Die nächste verzaubernde rhythmische Abbiegung nimmt das Stück zwischen 6:15 und 6:40, da ist dann Schluss mit sanftem Traum und Schlummer; oder vielleicht ist es ein Traum von einer Verfolgungsjagd – jedenfalls sehr schnell und Haken schlagend … und so geht das weiter, bis wir wieder am Ausgangspunkt sind. Beethoven wird wieder Beethoven, Anthony Jackson nimmt sich des Einleitungsthemas noch einmal an, während Hiromi langsam wieder runterkommt; Ludwig van’s Geist schwebt erfrischt, wenn auch etwas mitgenommen zwischen den beiden, noch einmal von den Besen auf dem Schlagzeug sanft gestreichelt, und dann ist es zu Ende.
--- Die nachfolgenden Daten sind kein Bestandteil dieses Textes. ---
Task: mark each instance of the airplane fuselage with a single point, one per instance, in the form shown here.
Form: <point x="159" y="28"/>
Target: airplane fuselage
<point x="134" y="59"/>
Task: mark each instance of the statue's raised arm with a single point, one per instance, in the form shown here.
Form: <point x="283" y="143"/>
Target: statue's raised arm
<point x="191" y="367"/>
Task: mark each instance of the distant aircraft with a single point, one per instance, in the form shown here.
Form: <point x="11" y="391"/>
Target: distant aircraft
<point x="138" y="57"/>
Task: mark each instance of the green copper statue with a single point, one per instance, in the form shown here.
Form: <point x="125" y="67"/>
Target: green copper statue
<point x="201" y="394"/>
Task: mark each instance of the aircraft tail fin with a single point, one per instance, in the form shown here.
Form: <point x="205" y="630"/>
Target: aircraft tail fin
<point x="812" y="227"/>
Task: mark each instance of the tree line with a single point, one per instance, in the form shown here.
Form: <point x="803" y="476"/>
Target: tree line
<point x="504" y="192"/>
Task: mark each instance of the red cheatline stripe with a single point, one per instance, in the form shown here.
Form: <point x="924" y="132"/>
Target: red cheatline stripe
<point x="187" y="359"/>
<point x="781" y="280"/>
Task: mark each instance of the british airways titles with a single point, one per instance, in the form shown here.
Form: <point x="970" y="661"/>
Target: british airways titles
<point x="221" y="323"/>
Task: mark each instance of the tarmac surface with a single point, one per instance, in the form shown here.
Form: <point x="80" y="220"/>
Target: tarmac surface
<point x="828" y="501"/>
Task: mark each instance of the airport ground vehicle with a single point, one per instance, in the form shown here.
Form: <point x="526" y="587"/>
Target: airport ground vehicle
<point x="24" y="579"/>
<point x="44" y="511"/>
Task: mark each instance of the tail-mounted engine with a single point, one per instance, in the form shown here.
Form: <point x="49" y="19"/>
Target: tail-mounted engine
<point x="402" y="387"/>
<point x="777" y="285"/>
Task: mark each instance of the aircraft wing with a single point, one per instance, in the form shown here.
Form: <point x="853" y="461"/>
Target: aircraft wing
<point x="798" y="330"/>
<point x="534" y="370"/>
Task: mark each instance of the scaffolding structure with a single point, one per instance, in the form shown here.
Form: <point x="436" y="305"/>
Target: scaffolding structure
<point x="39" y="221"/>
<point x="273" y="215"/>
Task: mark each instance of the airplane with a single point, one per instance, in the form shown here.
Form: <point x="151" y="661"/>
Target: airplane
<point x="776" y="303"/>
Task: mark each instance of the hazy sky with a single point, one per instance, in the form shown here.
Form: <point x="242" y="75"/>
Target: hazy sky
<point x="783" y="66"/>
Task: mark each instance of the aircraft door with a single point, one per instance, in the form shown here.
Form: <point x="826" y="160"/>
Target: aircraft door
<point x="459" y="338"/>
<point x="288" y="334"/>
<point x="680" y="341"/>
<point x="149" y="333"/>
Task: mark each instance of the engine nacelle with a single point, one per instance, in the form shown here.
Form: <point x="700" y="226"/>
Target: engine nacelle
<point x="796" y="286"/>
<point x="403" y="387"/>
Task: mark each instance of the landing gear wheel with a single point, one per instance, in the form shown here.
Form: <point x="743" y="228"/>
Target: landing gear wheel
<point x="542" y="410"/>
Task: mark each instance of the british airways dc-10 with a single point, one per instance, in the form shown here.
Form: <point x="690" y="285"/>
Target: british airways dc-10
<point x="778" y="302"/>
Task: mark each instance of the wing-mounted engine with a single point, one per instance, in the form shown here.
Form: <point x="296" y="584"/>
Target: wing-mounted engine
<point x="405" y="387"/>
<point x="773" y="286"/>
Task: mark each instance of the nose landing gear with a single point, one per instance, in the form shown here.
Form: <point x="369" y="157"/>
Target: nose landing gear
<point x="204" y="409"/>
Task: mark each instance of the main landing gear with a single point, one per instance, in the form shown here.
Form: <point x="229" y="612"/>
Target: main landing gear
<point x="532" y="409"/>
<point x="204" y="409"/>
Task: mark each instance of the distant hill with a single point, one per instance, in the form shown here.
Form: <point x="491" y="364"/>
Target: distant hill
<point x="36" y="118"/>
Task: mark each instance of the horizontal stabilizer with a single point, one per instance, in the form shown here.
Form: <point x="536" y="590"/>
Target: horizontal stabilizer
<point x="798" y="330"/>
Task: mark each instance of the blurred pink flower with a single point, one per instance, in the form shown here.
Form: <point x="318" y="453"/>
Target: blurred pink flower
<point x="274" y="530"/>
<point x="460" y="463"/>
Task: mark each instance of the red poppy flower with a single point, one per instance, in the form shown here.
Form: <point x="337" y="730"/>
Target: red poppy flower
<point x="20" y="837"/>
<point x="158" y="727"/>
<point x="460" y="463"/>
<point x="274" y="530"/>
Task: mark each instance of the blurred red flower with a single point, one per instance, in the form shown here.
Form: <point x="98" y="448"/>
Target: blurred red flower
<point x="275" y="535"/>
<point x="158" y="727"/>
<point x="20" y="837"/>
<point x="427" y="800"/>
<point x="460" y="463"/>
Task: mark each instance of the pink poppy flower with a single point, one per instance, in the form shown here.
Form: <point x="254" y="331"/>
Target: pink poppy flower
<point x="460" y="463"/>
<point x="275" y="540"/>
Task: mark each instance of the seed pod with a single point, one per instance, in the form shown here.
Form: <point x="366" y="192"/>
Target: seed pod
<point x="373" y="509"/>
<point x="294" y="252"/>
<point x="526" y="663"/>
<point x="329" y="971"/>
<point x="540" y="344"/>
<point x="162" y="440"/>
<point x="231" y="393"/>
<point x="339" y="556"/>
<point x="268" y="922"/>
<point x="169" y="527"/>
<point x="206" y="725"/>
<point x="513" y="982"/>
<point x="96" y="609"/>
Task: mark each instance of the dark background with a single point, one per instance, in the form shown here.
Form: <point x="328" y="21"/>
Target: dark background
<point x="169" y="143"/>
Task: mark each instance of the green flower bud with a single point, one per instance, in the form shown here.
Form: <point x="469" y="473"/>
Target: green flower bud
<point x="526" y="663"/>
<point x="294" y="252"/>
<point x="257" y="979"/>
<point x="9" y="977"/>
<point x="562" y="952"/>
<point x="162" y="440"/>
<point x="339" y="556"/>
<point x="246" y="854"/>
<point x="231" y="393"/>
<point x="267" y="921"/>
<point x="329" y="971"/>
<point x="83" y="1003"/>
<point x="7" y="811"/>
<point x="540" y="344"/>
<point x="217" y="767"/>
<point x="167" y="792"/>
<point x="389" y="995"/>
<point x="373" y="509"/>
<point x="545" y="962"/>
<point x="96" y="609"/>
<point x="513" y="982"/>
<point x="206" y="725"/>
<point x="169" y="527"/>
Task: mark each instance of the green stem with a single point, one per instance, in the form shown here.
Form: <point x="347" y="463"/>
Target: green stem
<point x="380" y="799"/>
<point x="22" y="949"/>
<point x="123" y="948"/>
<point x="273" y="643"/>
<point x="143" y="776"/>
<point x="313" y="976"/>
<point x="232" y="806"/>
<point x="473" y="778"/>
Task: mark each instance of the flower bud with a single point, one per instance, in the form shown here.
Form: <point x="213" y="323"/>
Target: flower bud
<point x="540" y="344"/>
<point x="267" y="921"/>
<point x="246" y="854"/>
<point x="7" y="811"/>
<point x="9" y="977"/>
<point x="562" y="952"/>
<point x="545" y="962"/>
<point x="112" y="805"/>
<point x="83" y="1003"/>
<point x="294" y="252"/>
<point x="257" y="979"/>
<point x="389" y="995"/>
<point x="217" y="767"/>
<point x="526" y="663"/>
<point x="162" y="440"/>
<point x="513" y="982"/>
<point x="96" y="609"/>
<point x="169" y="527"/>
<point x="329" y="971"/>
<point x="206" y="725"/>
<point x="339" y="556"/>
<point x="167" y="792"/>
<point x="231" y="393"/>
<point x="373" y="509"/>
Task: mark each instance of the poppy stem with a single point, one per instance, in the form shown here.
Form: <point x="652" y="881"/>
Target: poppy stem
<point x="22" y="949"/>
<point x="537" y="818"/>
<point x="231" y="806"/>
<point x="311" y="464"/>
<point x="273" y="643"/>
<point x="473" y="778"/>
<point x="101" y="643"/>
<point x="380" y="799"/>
Was ist der Unterschied zwischen Virtuosität und Musik? – Hiromi Uehara kann Sachen spielen, die viele andere kaum auch nur nachmachen könnten. Abgesehen vom Tempo ist ihr Anschlag in jeder Situation nuanciert wie alle Farben eines Sonnenaufgangs. Kurz, sie macht am Klavier, was sie will. Das ist ihre Virtuosität. Die Musik, die sie in sich hat, das ist nochmal etwas anderes, spürbar nicht nur an ihrer Körpersprache und ihrer Mimik, sondern auch daran, wie relevant ihr Publikum für sie ist. Sie ist eben kein perfekter Tastenautomat, sondern ihre Musik lebt auch davon, dass wie bei diesem Auftritt ein Saal mit voller Konzentration quasi ihr viertes Instrument ist. Wenn sie spielt, geht nie verloren, was Musik im Grunde ist: eine persönliche Mitteilung. (Und wenn die Leute das nicht in diesem Maße aufnehmen – wie z. B. bei einem Festival in Spanien im selben Jahr – dann leidet auch die Musik.) Eigentlich ist das gut so.


* Anmerkung: In Deutschland leider teils nicht verfügbar. Bitte dann die YouTube-Suche mit „(Interpret) beethoven pathetique 2nd movement“ probieren.